Over the last few months, Meta has been working hard behind the scenes to weave years of AI R&D into its new product. Zuckerberg is committed to making his company a leader in AI, and holds weekly meetings with executives and product leaders on the subject.

Meta’s biggest AI move in recent months was the release of LLaMA. LLaMA is known as the so-called Large Language Model, or LLM (LLaMA stands for “Large Language Model Meta AI”). LLM is a system that learns skills by analyzing vast amounts of text. Books, Wikipedia articles, chat logs, etc. ChatGPT and Google’s Bard chatbot are also built on such systems.

LLMs learn how to pinpoint patterns in the text they analyze and generate their own texts, such as periodic reports, blog posts, poems, and computer code. You can also carry on complex conversations.

In February, Meta opened LLaMA to allow academics, government researchers, and others who provided their email addresses to download the code and use it to build their own chatbots.

But the company was ahead of many other open source AI projects. This makes it possible to download a version of LLaMA that has been trained on vast amounts of digital text culled from the internet. Researchers call this “unloading weights,” which refer to certain mathematical values ​​that the system learned as it analyzed the data.
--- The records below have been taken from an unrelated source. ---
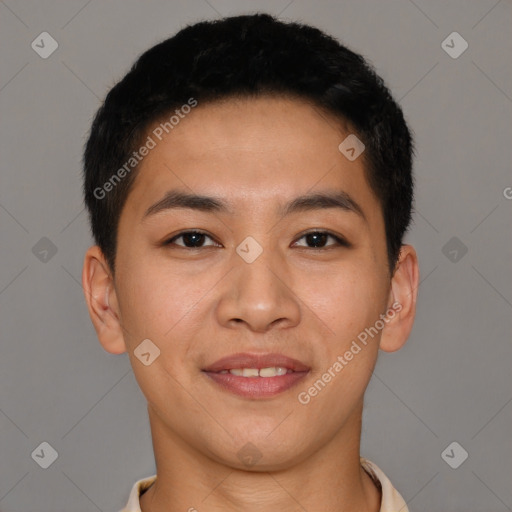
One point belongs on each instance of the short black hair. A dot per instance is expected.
(248, 56)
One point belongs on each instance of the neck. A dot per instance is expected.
(331, 479)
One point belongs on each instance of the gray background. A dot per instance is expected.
(451, 382)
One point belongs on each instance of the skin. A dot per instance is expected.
(198, 305)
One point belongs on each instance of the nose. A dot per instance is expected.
(259, 296)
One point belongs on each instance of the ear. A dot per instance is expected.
(402, 301)
(101, 299)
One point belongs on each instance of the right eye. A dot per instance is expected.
(190, 240)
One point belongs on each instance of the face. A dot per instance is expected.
(251, 279)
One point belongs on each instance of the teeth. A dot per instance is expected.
(272, 372)
(250, 372)
(254, 372)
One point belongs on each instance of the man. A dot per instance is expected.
(249, 185)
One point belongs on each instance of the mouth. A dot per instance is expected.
(256, 375)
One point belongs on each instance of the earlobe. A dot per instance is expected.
(402, 301)
(99, 291)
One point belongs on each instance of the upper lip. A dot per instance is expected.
(259, 361)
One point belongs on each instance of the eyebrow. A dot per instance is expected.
(175, 199)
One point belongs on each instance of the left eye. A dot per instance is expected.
(319, 238)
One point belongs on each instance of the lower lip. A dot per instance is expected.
(256, 387)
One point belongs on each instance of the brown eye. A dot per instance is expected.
(190, 240)
(318, 240)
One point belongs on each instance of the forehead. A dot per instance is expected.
(261, 150)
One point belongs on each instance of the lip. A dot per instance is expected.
(256, 387)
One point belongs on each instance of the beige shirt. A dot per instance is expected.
(391, 499)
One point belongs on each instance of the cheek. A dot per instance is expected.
(346, 300)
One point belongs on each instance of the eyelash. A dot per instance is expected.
(339, 241)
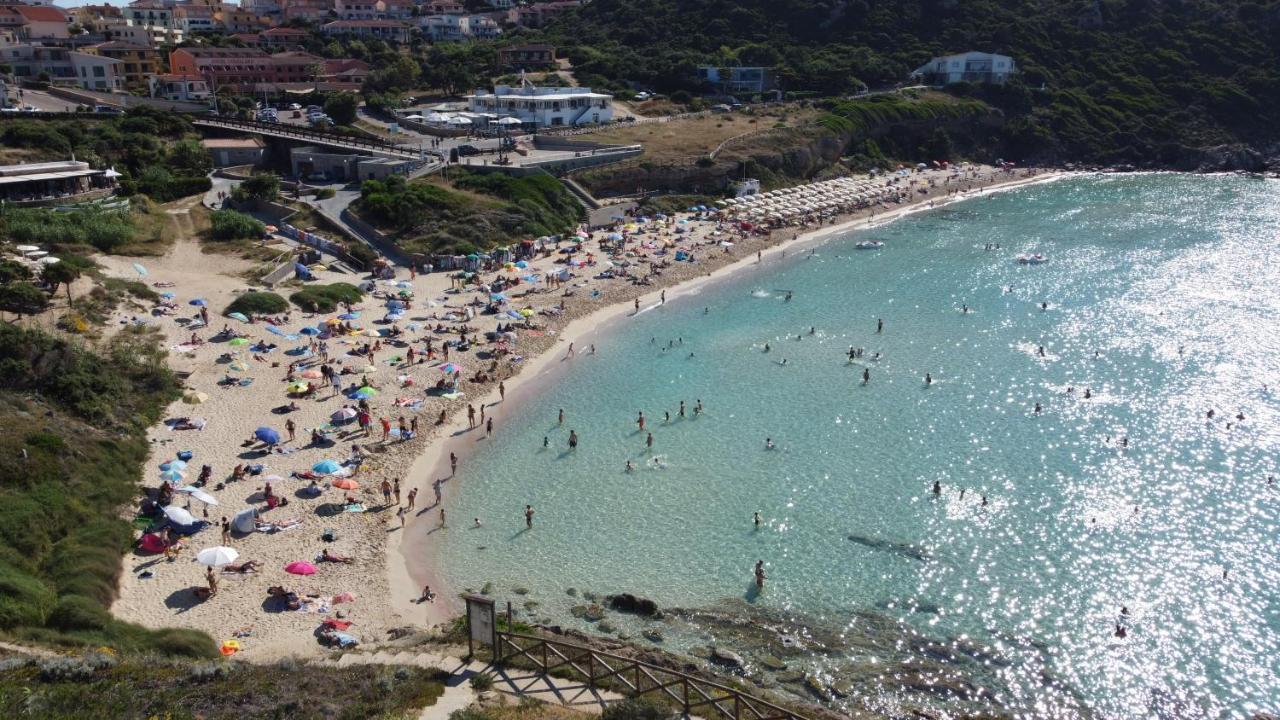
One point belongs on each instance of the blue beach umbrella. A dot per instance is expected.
(327, 466)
This was important because analyzing all the data typically requires hundreds of specialized computer chips and tens of millions of dollars, a resource most companies don’t have. Those who understand can spend a fraction of what it costs to create such powerful software to deploy it quickly, easily, and cheaply.

As a result, many in the tech industry believed meta had set a dangerous precedent. And within days, someone published his LLaMA weights on his 4chan.
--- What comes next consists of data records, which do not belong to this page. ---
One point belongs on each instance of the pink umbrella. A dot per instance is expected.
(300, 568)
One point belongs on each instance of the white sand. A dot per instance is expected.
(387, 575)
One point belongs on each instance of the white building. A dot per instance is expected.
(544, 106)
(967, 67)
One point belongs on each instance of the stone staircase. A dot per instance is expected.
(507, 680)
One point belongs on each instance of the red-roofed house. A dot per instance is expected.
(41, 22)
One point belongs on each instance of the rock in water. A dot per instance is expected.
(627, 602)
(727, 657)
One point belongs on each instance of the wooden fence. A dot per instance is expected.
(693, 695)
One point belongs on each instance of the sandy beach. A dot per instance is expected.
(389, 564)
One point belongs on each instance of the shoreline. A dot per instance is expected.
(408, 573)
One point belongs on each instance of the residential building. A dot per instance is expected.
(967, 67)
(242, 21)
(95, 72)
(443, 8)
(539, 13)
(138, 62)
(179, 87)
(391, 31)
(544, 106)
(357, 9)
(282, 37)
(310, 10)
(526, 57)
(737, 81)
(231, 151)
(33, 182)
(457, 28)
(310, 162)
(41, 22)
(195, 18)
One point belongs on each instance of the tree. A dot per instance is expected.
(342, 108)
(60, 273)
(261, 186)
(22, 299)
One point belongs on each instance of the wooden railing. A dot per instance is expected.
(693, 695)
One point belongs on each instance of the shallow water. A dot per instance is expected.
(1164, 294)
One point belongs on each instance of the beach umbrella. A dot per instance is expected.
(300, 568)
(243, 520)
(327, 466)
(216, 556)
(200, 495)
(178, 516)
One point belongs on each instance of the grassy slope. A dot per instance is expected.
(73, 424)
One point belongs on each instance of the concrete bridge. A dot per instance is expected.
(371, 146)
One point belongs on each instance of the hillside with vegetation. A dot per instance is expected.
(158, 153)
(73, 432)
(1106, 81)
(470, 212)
At Stanford University, researchers used Meta’s new technology to build their own AI system and put it up on the internet. A Stanford University researcher named Musa Dumbooya quickly used it to generate problematic text, according to screenshots confirmed by The New York Times. In one instance, the system provided instructions for disposing of a corpse without getting caught. It also generated racist content, such as comments supporting Adolf Hitler’s views.

In a private conversation between the researchers confirmed by The Times, Dunboya said distributing the technology to the public would be like “a grenade everyone can get at the grocery store.” He didn’t respond to a request for comment.

Stanford University immediately removed the AI ​​system from the Internet. The project was designed to provide researchers with technology that “captures the behavior of state-of-the-art AI models,” said Tatsunori Hashimoto, a Stanford University professor who led the project. “We have removed the demo due to growing concerns about its potential abuse beyond research.”

Dr. LeCun argues that this kind of technology is not as dangerous as it seems. He said a small number of individuals could already generate and spread disinformation and hate speech. He added that hazardous substances could be heavily restricted by social networks such as Facebook.

“You can’t prevent people from creating nonsense, dangerous information, etc.,” he said. “But we can stop it from spreading.”

For Meta, more people using open source software could also level the playing field to compete with OpenAI, Microsoft and Google. If every software developer in the world used his Meta’s tools to build their programs, it could set companies up for the next wave of innovation and avoid potential irrelevance.

Dr. LeCun also pointed to recent history to explain why Meta has focused on open sourcing AI technology. He said the evolution of the consumer Internet is the result of open, common standards that have helped build the fastest, most extensive knowledge-sharing network the world has ever seen.

“The more open, the faster progress,” he says. “It has created a more vibrant ecosystem where everyone can contribute.”